In February, Kennesaw State was again recognized by the Carnegie Classification of Institutions of Higher Education as a doctoral university with high research activity, affirming the school’s status as an R2 institution.

“I am excited to be working with the people who are responsible for helping faculty bring in contracts and lending support to faculty to secure research dollars,” Nowak said. “Working on initiatives with the Office of Research to secure good research facility space and get resources to the faculty. My job is not to do the research; my job is to make sure the faculty can do the research. That’s the most important part of the job, is helping other faculty succeed.”

Nowak arrived at Kennesaw State in 2011 and operates his lab in the Department of Molecular and Cellular Biology. His research involves the formation and development of muscle, known as myogenesis. This research is aimed at mitigating or reversing the effects of stroke, muscle injury, cancer cachexia and dystrophy disorders. 

“Research was definitely an initiative at KSU, and that’s a big part of what drew me here,” Nowak said. “There were administrators at every level above me that were interested in growing the research enterprise. They wanted to see it grow. I wanted to run a lab and I wanted to teach, so KSU offered me a very unique opportunity to come here. Seeing what has been built has just been amazing.” 

Nowak has authored or co-authored more than 20 manuscripts and one patent and has been consistently awarded external funding from the National Science Foundation, National Institutes of Health, and American Heart Association. 

Nowak recently secured a 4-year, $135,000/year National Institutes of Health grant to study the genetic program to build muscle in fruit flies. 

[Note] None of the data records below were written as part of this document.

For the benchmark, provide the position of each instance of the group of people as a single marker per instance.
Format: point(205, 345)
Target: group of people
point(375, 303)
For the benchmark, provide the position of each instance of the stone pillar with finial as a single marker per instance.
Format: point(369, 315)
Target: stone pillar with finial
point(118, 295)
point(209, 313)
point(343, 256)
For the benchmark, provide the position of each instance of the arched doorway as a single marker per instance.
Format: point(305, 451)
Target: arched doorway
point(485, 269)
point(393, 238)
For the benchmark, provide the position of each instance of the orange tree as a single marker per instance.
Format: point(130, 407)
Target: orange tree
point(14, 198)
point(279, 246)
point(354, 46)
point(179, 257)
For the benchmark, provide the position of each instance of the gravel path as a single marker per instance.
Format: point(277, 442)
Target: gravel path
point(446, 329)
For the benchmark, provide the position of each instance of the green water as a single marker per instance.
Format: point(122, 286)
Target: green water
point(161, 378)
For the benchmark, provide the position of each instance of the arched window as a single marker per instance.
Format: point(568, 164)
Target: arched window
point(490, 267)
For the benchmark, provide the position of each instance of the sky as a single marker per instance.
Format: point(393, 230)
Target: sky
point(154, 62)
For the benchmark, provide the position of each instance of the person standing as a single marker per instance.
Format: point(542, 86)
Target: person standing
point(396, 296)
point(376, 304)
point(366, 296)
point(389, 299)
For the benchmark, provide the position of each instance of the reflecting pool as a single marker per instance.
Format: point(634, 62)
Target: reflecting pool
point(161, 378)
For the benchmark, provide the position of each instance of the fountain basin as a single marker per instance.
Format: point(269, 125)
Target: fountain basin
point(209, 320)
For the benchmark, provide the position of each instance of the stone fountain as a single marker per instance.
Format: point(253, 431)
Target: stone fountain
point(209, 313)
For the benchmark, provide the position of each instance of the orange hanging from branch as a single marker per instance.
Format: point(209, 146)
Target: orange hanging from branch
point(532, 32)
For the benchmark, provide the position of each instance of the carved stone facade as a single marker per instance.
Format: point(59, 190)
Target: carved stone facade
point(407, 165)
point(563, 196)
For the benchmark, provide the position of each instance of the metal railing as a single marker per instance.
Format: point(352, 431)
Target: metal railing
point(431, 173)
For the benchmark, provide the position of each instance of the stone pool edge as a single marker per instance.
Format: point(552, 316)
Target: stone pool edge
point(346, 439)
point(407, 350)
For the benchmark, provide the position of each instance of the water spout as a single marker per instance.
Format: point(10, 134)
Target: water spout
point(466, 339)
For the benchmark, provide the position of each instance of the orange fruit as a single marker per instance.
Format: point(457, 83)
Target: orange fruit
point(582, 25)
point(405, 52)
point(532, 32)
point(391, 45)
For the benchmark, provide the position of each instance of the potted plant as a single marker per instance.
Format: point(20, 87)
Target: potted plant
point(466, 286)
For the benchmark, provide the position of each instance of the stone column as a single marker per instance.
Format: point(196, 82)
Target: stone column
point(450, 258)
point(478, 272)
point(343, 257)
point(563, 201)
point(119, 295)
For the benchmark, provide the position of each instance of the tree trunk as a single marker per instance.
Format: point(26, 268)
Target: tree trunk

“The nice thing about working with fruit flies is, the muscles of a fruit fly look and are built the same as a human muscle,” Nowak said. “It’s kind of like saying if I open up the walls on a skyscraper and I open up the wall at my house, what do we have? We have studs and we have electrical. It’s the same thing. Maybe the skyscraper is a little bit more complex, but it’s the same principle. If we study and understand how it’s done in the little building, we can then extrapolate how it’s done in the big building.” 

Nowak earned his Bachelor of Science degree in biochemistry from Michigan State University in 1997 before earning his Ph. D. from Johns Hopkins University in 2003, where he studied the regulation of gene expression. Nowak completed a postdoctoral appointment at the Skirball Institute of Biomolecular Medicine at the NYU Langone Medical Center, then served as a postdoctoral fellow of Memorial Sloan-Kettering Cancer Center, studying muscle development.